Branding Field Trip - Lucky Goat Coffee Co.

A field trip to a local business to examine the many elements of successful branding.

For my field trip, I visited Lucky Goat Coffee Company, a roasting company and coffee shop exclusive to Tallahassee, Florida. First opened in 2014, the success of Lucky Goat has led to a quick expansion and three separate locations. I visited the Midtown location for this project because I had not been before. Midtown Tallahassee is an up-and-coming area and gentrification of older homes and businesses has brought a younger market to the neighborhood. Lucky Goat felt like a perfect fit so I was excited to see how it varied from the other locations and what kind of crowd it served.
 
Before heading out the door, I visited the Lucky Goat website. I saw it a long time ago before my first visit and noticed this time that they had upgraded nicely. This may sound cynical, but my branding expectations for any business native to the Panhandle are very low. There are some fun attractions and events in northwest Florida, but the information provided online is often minimal and the lack of thought in the design leaves something to be desired. I was pleasantly surprised by Lucky Goat though... 

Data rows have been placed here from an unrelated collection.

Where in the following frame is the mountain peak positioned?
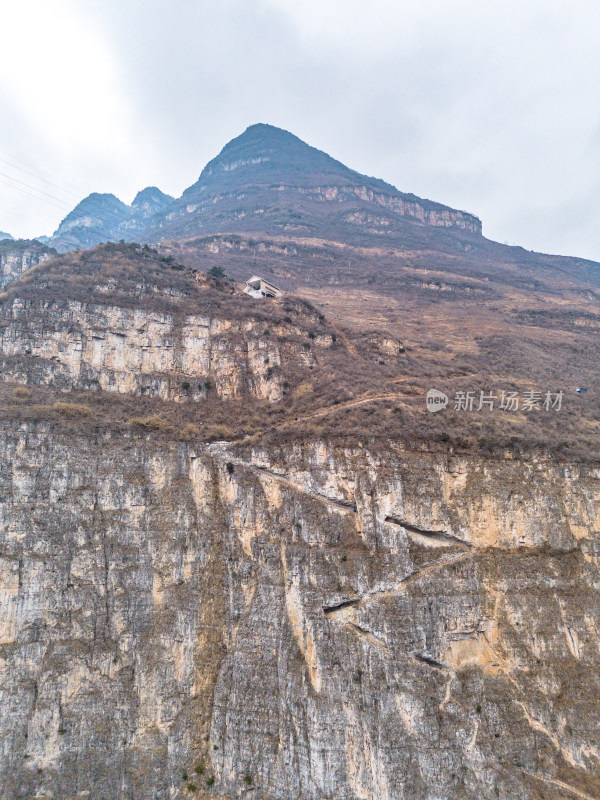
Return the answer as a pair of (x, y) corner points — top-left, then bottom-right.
(131, 186), (174, 211)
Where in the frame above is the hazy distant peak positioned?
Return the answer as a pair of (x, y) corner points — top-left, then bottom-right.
(131, 186), (175, 210)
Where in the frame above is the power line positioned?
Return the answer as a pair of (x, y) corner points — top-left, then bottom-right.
(0, 179), (73, 213)
(0, 172), (71, 208)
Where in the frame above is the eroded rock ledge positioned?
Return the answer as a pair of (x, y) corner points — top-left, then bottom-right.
(0, 432), (600, 800)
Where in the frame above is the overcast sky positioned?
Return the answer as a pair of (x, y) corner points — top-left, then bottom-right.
(0, 0), (600, 261)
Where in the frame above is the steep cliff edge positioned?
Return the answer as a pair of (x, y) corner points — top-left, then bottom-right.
(0, 245), (600, 800)
(0, 432), (600, 800)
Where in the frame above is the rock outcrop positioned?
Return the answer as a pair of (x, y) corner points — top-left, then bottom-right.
(0, 432), (600, 800)
(0, 239), (56, 289)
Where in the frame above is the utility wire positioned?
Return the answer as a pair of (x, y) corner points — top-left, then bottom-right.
(0, 172), (71, 208)
(0, 151), (81, 197)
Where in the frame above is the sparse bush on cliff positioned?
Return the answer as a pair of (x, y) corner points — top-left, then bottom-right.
(180, 422), (201, 442)
(52, 403), (92, 417)
(131, 414), (171, 431)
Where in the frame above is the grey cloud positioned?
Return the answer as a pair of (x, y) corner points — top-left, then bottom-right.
(0, 0), (600, 259)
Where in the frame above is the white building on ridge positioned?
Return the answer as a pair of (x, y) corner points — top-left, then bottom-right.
(244, 275), (281, 297)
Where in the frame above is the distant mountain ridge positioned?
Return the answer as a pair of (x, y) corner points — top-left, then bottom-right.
(43, 123), (481, 251)
(39, 186), (173, 252)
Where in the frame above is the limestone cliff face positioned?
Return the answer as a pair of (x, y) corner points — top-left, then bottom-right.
(0, 244), (56, 289)
(0, 297), (324, 401)
(0, 432), (600, 800)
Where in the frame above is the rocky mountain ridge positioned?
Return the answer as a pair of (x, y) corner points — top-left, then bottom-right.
(39, 124), (481, 252)
(0, 237), (57, 289)
(40, 186), (173, 252)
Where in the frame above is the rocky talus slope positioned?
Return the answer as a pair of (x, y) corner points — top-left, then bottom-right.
(0, 245), (600, 800)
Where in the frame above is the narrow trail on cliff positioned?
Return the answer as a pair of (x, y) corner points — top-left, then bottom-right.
(326, 550), (476, 619)
(207, 442), (357, 514)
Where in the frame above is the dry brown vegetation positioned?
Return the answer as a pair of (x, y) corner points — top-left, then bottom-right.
(0, 245), (600, 460)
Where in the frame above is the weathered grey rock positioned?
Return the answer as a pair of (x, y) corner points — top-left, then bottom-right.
(0, 238), (56, 289)
(0, 432), (600, 800)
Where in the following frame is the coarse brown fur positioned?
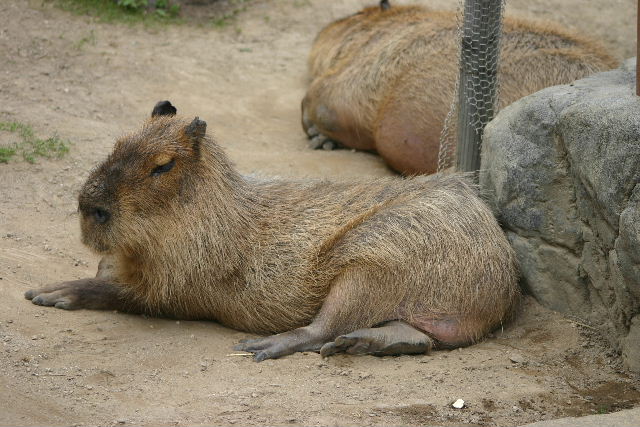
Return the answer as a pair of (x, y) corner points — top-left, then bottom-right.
(27, 109), (519, 360)
(302, 6), (616, 175)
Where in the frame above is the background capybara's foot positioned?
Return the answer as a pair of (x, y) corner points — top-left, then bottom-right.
(320, 321), (433, 357)
(24, 279), (129, 310)
(307, 126), (339, 151)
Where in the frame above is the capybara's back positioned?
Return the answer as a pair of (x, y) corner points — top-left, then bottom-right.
(302, 6), (615, 174)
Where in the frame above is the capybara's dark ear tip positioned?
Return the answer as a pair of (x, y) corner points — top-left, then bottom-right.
(185, 117), (207, 139)
(151, 101), (178, 117)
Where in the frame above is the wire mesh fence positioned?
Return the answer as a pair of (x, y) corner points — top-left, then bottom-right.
(438, 0), (505, 172)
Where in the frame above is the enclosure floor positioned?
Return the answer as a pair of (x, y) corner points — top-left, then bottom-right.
(0, 0), (640, 425)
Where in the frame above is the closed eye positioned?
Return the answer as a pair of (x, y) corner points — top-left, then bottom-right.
(151, 159), (176, 176)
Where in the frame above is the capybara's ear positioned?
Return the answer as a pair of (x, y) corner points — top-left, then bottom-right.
(184, 117), (207, 148)
(151, 101), (178, 117)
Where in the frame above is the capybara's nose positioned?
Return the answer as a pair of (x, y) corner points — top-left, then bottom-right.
(93, 208), (111, 224)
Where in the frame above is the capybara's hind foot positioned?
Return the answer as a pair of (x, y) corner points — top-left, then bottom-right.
(234, 326), (326, 362)
(320, 320), (433, 357)
(307, 126), (340, 151)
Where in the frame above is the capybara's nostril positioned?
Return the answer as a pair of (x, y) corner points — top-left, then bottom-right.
(93, 208), (111, 224)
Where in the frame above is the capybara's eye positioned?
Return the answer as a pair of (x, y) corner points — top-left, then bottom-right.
(151, 159), (176, 176)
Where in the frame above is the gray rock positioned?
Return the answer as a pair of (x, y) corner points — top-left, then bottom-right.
(480, 60), (640, 371)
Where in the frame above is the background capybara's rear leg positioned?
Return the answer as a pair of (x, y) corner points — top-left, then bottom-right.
(320, 320), (433, 357)
(235, 268), (401, 361)
(301, 84), (374, 150)
(374, 96), (442, 175)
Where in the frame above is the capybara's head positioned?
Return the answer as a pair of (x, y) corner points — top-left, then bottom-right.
(78, 101), (207, 253)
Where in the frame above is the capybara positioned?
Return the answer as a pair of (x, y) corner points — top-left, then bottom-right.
(25, 103), (519, 361)
(302, 1), (616, 175)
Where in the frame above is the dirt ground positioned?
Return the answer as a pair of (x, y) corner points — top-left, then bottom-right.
(0, 0), (640, 426)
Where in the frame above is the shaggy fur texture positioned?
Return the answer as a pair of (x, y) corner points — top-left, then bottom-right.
(27, 116), (519, 357)
(302, 6), (616, 175)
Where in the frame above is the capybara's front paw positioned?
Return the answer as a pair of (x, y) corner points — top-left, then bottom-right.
(24, 279), (121, 310)
(24, 282), (88, 310)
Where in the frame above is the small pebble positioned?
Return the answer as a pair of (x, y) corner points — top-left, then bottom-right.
(451, 399), (464, 409)
(509, 353), (525, 363)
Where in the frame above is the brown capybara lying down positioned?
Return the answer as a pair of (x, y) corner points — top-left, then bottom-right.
(25, 102), (519, 361)
(302, 1), (616, 175)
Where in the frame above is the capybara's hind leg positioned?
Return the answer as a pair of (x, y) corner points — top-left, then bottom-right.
(374, 102), (441, 175)
(235, 268), (399, 362)
(320, 320), (433, 357)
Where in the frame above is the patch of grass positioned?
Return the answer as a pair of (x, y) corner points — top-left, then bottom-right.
(73, 30), (96, 50)
(0, 122), (71, 163)
(211, 0), (250, 28)
(47, 0), (180, 24)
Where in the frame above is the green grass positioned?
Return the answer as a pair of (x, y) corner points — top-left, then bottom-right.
(211, 0), (250, 28)
(47, 0), (180, 24)
(0, 122), (71, 163)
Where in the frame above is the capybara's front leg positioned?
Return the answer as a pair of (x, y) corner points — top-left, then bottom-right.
(24, 278), (140, 312)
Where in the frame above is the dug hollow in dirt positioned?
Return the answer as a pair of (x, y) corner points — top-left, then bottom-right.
(25, 102), (519, 361)
(302, 1), (616, 175)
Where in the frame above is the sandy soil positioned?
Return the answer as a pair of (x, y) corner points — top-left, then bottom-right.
(0, 0), (640, 425)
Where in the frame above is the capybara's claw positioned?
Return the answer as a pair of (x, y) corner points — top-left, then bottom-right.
(307, 125), (320, 139)
(309, 135), (328, 150)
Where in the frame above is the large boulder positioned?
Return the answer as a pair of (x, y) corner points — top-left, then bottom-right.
(480, 58), (640, 371)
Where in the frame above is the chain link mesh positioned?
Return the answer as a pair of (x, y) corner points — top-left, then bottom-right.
(438, 0), (506, 172)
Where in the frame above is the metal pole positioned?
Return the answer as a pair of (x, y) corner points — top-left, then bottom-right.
(456, 0), (502, 172)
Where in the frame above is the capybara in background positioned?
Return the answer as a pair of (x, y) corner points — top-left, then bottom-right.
(25, 102), (519, 361)
(302, 2), (616, 175)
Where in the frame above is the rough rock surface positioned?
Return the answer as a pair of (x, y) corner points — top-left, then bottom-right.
(480, 58), (640, 371)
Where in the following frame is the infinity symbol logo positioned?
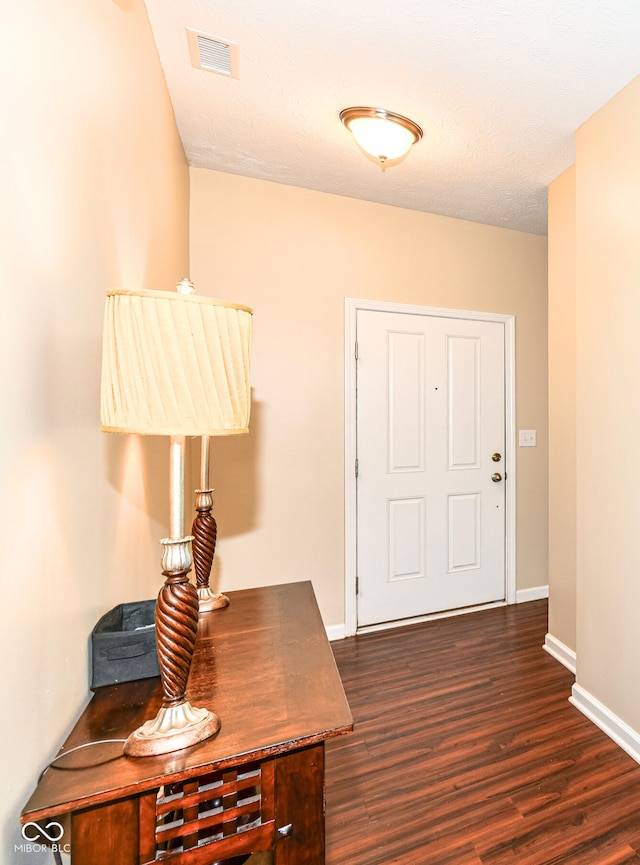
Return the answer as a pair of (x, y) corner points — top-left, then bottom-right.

The website uses a color palette synonymous with coffee: browns, black, and natural neutrals and if not for the giant logo, it would look a little generic. I love the "Get Lucky" and goat icon at the bottom of the landing page. It's clever, relevant, and reflects a cheeky and casual tone of voice. There is something disappointing however, about a brand when they do not update their site, and the disabled videos on the "About" page are an example of that. 
All of the Lucky Goat locations have a huge menu board with Tallahassee-themed drinks like the Tallyccino. The board also has a graphic representation of each drink's recipe that surrounds their goat icon. They like to push their cold brew, which is served through a tap, and they sell take-home containers of it in growlers. Both the tap and growler are elements synonymous with craft beer companies. They even serve the cold brew in pint glasses with a logo on it. I was greeted by three very friendly young people in Lucky Goat t-shirts and aprons. After ordering I sat near the register and noticed they had a lot of regular customers that were greeted warmly, and they were always eager to chat with patrons. To me, this reflected a casual and friendly atmosphere and a desire to connect with the community. 

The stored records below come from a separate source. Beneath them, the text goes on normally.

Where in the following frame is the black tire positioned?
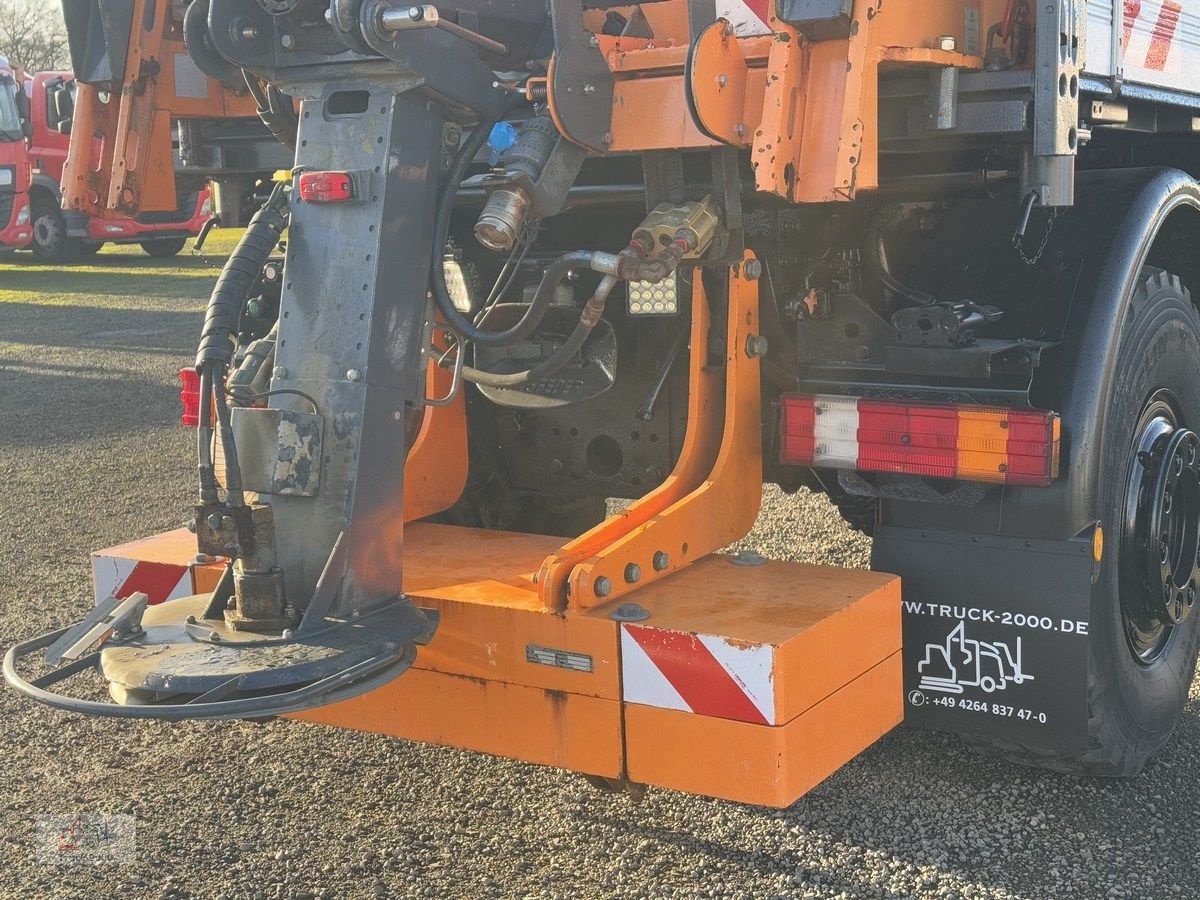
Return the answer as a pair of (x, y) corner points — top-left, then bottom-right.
(142, 238), (187, 259)
(29, 194), (80, 263)
(971, 266), (1200, 776)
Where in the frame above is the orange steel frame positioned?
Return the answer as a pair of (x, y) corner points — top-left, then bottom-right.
(62, 0), (257, 218)
(566, 0), (1006, 203)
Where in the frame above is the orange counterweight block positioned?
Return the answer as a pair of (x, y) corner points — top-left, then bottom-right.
(96, 523), (904, 806)
(96, 256), (902, 806)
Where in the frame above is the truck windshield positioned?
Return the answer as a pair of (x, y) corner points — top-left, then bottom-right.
(0, 76), (24, 140)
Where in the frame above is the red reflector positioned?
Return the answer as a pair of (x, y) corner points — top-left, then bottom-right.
(179, 368), (200, 428)
(779, 395), (1060, 486)
(299, 172), (354, 203)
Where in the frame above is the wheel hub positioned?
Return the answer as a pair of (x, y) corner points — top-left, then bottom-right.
(1144, 428), (1200, 625)
(1118, 392), (1200, 665)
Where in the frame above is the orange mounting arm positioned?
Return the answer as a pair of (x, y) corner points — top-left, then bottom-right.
(62, 0), (257, 218)
(548, 0), (1003, 203)
(538, 253), (762, 610)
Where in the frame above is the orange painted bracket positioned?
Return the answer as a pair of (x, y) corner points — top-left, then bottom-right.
(583, 554), (904, 806)
(404, 352), (468, 522)
(569, 253), (762, 610)
(688, 19), (769, 148)
(538, 264), (725, 610)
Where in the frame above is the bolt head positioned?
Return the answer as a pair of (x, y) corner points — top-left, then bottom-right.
(746, 335), (768, 359)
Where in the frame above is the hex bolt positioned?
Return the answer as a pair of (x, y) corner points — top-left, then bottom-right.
(746, 335), (769, 359)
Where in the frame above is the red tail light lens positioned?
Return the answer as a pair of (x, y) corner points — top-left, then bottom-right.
(179, 368), (200, 428)
(298, 172), (354, 203)
(780, 395), (1061, 487)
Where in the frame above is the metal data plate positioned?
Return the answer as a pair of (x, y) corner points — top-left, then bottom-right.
(871, 527), (1093, 751)
(232, 408), (322, 497)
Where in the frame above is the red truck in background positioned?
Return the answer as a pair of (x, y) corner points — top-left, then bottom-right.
(0, 56), (34, 254)
(25, 72), (212, 260)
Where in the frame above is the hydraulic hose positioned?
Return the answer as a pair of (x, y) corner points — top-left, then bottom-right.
(241, 68), (298, 150)
(431, 122), (604, 350)
(458, 275), (618, 388)
(196, 184), (288, 506)
(196, 184), (288, 370)
(862, 206), (937, 306)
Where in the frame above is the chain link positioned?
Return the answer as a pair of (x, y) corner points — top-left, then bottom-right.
(1013, 206), (1058, 265)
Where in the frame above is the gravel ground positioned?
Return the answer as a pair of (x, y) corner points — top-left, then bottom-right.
(0, 253), (1200, 898)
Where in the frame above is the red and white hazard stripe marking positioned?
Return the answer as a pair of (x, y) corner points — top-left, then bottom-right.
(1122, 0), (1183, 72)
(716, 0), (773, 35)
(620, 625), (775, 725)
(91, 556), (192, 605)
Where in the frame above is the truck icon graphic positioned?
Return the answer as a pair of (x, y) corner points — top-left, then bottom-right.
(917, 622), (1033, 694)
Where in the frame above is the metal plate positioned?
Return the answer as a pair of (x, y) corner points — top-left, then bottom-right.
(871, 527), (1093, 751)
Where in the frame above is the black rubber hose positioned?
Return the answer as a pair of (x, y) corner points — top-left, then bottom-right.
(458, 276), (617, 388)
(431, 122), (593, 347)
(196, 184), (288, 374)
(862, 208), (937, 306)
(182, 0), (238, 84)
(241, 70), (298, 150)
(209, 362), (246, 506)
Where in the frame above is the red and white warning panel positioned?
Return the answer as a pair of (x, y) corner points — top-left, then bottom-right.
(620, 624), (775, 725)
(91, 528), (224, 605)
(609, 556), (904, 806)
(716, 0), (774, 37)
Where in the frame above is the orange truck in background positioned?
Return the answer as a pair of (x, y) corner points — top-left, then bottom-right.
(25, 72), (212, 262)
(0, 56), (32, 256)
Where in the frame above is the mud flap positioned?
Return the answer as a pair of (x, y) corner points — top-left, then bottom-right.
(871, 526), (1094, 751)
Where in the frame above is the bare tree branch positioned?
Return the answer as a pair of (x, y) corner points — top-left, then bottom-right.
(0, 0), (71, 74)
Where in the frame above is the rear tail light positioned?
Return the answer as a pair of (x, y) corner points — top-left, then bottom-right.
(179, 368), (200, 428)
(298, 172), (354, 203)
(779, 395), (1061, 487)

The shape of the space is kind of odd in that it is narrow and lacks natural light. There are about ten two-seater dining tables that line the left side of the store and lead back to the restrooms on the right and a back patio out the glass door. What I found interesting about this space was that there were only two tables with four seats, most of them accommodated only two people. Furthermore, the lighting in the space was very dim. You can see the industrial lamps overhead, and the recessed lights around the bar, but all of this said to me "come in and enjoy, but please don't meet your study group and stay for 5 hours." This reinforced what I suspected in that Lucky Goat's target market is young professionals, single people with disposable income, and young families. This location is further from FSU's campus than many other coffee shops, so students will probably not venture out this far to study.  
You can see that the Lucky Goat logo is on almost every surface of the store, so I was disappointed that my cup of coffee didn't have a logo, let alone something clever like a tagline or graphic. I've visited quite a few independent coffee shops and even a homemade stamp in ink on the cup is better than nothing. I think they missed a great branding opportunity here. I checked the cup sleeves and lids but they were blank too. I did catch a glimpse of a take out bag, which was a brown paper bag with handles and a logo on it. I think it's more important to place a logo on the elements of the brand that leave store because that's what the public will see. It's one way the brand will touch people that are not yet customers, and if it's great, it can create interest and draw them in. 

Overall, I really enjoyed this experience and visiting a Lucky Goat location I was previously unfamiliar with. It's amazing how much you can learn from sitting in a space for an hour and observing. There were a lot of branding elements that served Lucky Goat well, like their logo, which was on everything from doors and windows to the bags of coffee they sell at the register. The menu board is another successful branding element because if anything is getting Instagrammed by patrons, it's that board. There were some missed opportunities in the cups and napkins, but overall I think the brand was consistent between their online presence and the store experience. It was casual, warm and friendly. I would have loved to see "Get Lucky" and a goat on my coffee cup or cup sleeve. If I could expand on their brand, I think I would follow through with their subtle hints at craft beer and add bar stools to the serving counter so it feels more like a bar. I also think there are greater opportunities to reach the market they serve. Incorporating more social media elements into the store experience would create awareness among millennials and expand the brand's reach. For instance, a hashtag on a cup or the menu board could start the Tallyccino trending online. #GetLucky sounds kind of perfect too.